Once you have your system set up, here are a few games you absolutely have to try.
- Shadow of the Tomb Raider (PlayStation, Xbox, PC): The modern Tomb Raider series is incredibly cinematic, so surround sound makes the game feel more movielike than ever. Your entire setup will get its due as you hear rocks falling behind you or the musical score filling your room at tense moments. And it supports Dolby Atmos, so if you're playing on an Xbox or PC with height channels, you'll get the full effect.
- Gears 5 (Xbox, PC): Gears of War has sold me on surround sound like few other games have. In the first mission, you explore an abandoned facility that begins to crumble around you, with room-rumbling bass and falling debris coming from all around—including above, if you have an Atmos-capable setup. After returning to the city, the Swarm attacks, and you hear them invade from all around your periphery during an intense action sequence that not only impresses your ears but also helps you locate your enemies in battle. Even if you've played the campaign before, it's worth revisiting after you upgrade your sound system.
- Alien: Isolation (PlayStation, Xbox, PC): Some people think good surround sound is all about those loud action sequences, but it can be just as effective in near silence. Alien: Isolation uses your rear speakers to create a sense of space that a stereo setup just can't match: as you creep through the dark halls, you hear very little except the sound of your footsteps, the flickering of the emergency lights, and the echoes of the creaky station all around you—while you anxiously wait for a hiding Xenomorph to ambush you. It's hard to explain how good the sound design is for this game—you have to experience it yourself.

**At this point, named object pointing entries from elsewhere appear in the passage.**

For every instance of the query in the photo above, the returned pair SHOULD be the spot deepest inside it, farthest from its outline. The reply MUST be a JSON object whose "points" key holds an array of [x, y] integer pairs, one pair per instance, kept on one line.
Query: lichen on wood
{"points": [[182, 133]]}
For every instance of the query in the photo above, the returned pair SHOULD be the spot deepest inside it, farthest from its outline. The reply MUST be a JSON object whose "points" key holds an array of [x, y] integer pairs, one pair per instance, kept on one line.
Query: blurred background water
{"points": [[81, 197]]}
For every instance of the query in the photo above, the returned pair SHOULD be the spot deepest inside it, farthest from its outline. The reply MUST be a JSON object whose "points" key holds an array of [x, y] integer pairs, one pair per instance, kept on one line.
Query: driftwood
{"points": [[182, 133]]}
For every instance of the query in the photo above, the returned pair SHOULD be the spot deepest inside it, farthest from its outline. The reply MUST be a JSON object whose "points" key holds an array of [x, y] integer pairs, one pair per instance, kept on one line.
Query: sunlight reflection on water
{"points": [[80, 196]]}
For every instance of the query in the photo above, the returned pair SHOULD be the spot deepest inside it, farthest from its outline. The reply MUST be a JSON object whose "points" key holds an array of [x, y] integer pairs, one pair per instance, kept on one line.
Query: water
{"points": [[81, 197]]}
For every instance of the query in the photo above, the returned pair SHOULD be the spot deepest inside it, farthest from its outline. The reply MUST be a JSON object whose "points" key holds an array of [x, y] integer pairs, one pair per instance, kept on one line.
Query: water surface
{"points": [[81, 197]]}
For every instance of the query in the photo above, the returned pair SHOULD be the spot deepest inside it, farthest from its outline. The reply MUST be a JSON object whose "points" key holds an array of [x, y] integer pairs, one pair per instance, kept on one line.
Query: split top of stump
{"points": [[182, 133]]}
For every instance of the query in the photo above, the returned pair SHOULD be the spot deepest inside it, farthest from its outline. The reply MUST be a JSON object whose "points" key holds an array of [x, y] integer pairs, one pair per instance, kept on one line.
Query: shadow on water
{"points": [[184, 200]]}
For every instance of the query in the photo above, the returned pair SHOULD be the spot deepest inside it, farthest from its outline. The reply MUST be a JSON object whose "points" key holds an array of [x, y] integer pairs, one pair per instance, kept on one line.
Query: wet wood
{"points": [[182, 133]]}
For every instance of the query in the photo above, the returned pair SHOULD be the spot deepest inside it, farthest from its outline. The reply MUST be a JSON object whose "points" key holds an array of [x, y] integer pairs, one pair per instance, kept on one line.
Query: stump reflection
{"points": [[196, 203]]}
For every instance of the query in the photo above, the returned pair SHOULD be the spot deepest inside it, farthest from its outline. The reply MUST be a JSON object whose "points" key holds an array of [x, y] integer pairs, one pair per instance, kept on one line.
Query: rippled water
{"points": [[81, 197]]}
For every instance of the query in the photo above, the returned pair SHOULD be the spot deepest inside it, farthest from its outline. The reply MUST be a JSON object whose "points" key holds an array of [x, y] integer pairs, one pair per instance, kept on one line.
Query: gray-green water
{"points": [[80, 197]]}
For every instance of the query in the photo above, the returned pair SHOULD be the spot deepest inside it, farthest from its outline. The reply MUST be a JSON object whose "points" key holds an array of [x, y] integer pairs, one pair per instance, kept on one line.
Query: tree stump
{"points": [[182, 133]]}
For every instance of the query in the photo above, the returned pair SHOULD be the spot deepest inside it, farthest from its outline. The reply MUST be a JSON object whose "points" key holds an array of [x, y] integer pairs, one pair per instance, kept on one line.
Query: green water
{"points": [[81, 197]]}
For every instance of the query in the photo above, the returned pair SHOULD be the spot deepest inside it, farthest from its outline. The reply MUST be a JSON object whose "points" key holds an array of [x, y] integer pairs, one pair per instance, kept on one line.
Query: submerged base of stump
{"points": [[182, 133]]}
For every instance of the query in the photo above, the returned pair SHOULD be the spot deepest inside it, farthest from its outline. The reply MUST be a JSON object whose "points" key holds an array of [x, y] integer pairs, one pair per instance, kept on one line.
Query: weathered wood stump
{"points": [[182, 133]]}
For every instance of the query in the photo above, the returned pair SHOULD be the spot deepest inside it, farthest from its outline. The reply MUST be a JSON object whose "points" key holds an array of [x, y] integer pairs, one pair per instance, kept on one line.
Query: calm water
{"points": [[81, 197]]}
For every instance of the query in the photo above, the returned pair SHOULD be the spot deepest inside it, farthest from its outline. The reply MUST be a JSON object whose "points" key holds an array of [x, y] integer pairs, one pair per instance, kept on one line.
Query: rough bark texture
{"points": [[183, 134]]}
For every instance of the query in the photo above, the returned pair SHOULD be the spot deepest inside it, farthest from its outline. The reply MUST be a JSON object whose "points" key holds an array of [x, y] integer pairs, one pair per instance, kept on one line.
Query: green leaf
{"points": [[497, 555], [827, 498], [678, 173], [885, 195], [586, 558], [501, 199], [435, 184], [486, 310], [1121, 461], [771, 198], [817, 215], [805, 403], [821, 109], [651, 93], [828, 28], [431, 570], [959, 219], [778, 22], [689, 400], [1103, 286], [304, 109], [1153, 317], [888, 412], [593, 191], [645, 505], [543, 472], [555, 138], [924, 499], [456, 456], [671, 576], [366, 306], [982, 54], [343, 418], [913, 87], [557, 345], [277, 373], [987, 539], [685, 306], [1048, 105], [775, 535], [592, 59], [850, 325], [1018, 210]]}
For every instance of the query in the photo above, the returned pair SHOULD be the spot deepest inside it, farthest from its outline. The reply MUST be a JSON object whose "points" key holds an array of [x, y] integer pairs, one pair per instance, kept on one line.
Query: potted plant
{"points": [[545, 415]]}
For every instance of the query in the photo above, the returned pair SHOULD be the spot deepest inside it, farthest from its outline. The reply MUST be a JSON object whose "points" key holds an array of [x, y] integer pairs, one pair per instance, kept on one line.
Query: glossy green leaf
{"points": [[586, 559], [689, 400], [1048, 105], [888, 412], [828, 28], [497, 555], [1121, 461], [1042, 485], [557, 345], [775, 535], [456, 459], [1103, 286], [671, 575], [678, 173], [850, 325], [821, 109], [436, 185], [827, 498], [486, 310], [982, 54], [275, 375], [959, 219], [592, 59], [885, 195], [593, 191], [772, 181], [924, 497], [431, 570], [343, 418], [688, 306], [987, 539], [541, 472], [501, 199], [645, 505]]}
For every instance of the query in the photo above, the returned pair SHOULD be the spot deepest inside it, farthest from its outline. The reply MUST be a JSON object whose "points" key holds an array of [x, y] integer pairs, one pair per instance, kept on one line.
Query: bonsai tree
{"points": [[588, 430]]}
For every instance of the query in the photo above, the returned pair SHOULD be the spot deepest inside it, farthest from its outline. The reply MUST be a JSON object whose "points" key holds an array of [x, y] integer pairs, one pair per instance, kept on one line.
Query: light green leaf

- Battlefield V (PlayStation, Xbox, PC): Whether or not you're a fan of first-person shooters like Call of Duty and Battlefield, there's no denying that the cacophony of war makes for a great surround sound demo. In the single-player campaigns, surround sound makes you feel like you're right in the middle of the battlefield, with gunfire and bombs assaulting your ears from all sides—with a solid workout for your subwoofer too. In multiplayer, surround sound allows you to hear other players behind you before they fire a shot, giving you a leg up on your enemies.
- Ori and the Will of the Wisps (Xbox, PC): You might think a 2D side-scrolling platformer can't make much use for surround sound, but you'd be wrong. Much like Alien: Isolation, it's all about ambiance: You'll hear the echoes of the forest, the dripping of water, or the tweeting of birds all around on your 5.1, 7.1, or Dolby Atmos system as your front speakers play the game's beautiful soundtrack. It's a more subtle improvement than some of the games above, but it still draws you into the setting more than a typical stereo setup would.
Once you've installed your soundbar or speaker system, make sure you have your console (or PC) set up to properly output all those channels. For the PS4 and PS5, head to Settings > Sound > Audio Output, change the HDMI Device Type to AV Amplifier, and choose your number of speakers. On the Xbox, you'll go to Settings > General > Volume & Audio Output, and set your Speaker Audio to 5.1 or 7.1 uncompressed (or, if that doesn't work, use Bitstream Out). If you have an Atmos-capable setup, you'll need to download the Dolby Access app and set the Xbox audio to Bitstream Out. (You don't need to pay the $15 license—that's just for Atmos-on-headphone usage.) If you have a PC hooked up to your sound system over HDMI, right-click on the sound icon in the bottom-right corner and go to Speaker Setup > 5.1 or 7.1, depending on your number of speakers. Again, if you have Dolby Atmos, you'll need the Dolby Access app, then choose Dolby Atmos from this list to make full use of it in supported games. You'll wonder how you ever played without it.